(JTA) — Anti-Semitic graffiti was daubed on a sign of a synagogue in northern England and, in three separate incidents, outside schools in Rome and near Paris and on a Holocaust memorial monument in Germany.
Earlier this week visitors to the Etz Chaim synagogue in Leeds discovered a swastika and the word “kikes” spray-painted on a sign affixed to the synagogue’s perimeter fence, the Jewish News of London reported Wednesday.
The road in front of the entrance to the synagogue was defaced with the words “kikes get out,” in what local police are treating as an anti-Semitic hate crime. Fabian Hamilton, a lawmaker for the Labour party, told Jewish News: “As a Jew, the vandalism at the Etz Chaim synagogue in Alwoodley was particularly hurtful for me on a personal level, but to happen in my own constituency was even more of a disappointment.”
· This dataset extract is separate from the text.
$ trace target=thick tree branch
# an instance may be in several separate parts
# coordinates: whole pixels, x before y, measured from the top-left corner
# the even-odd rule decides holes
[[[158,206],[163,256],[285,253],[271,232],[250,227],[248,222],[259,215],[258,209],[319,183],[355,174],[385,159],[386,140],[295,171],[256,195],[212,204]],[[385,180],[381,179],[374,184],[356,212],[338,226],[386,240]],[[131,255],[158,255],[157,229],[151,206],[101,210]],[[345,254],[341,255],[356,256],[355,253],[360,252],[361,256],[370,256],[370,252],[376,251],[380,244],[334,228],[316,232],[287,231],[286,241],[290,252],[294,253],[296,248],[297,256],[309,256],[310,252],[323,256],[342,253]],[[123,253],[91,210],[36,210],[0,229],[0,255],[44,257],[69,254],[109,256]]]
Earlier this month, a graffiti featuring a Star of David and the words “entrance for Jews” was spray-painted on an access road to the Seneca high school in Rome, located approximately a mile west of the Vatican, the Il Messaggero daily reported.
Separately, students and parents found a dozen-odd swastikas and anti-Semitic slogans, as well as lewd references to women, on a façade of a high school in Fontenay-Trésigny, a suburb situated 25 miles southeast of the French capital. The authors used a red marker in the act of vandalism, whose aftermath was discovered Monday, the Le Parisien weekly reported.
The incident in Germany was discovered last month in the city of Leipzig, located 80 miles southwest of Berlin. Unknown individuals etched using a blunt instrument at least two swastikas into the memorial for Jewish victims of the Holocaust near the city’s zoo. The symbols have been removed as police investigates the incident, Radio Leipzig reported.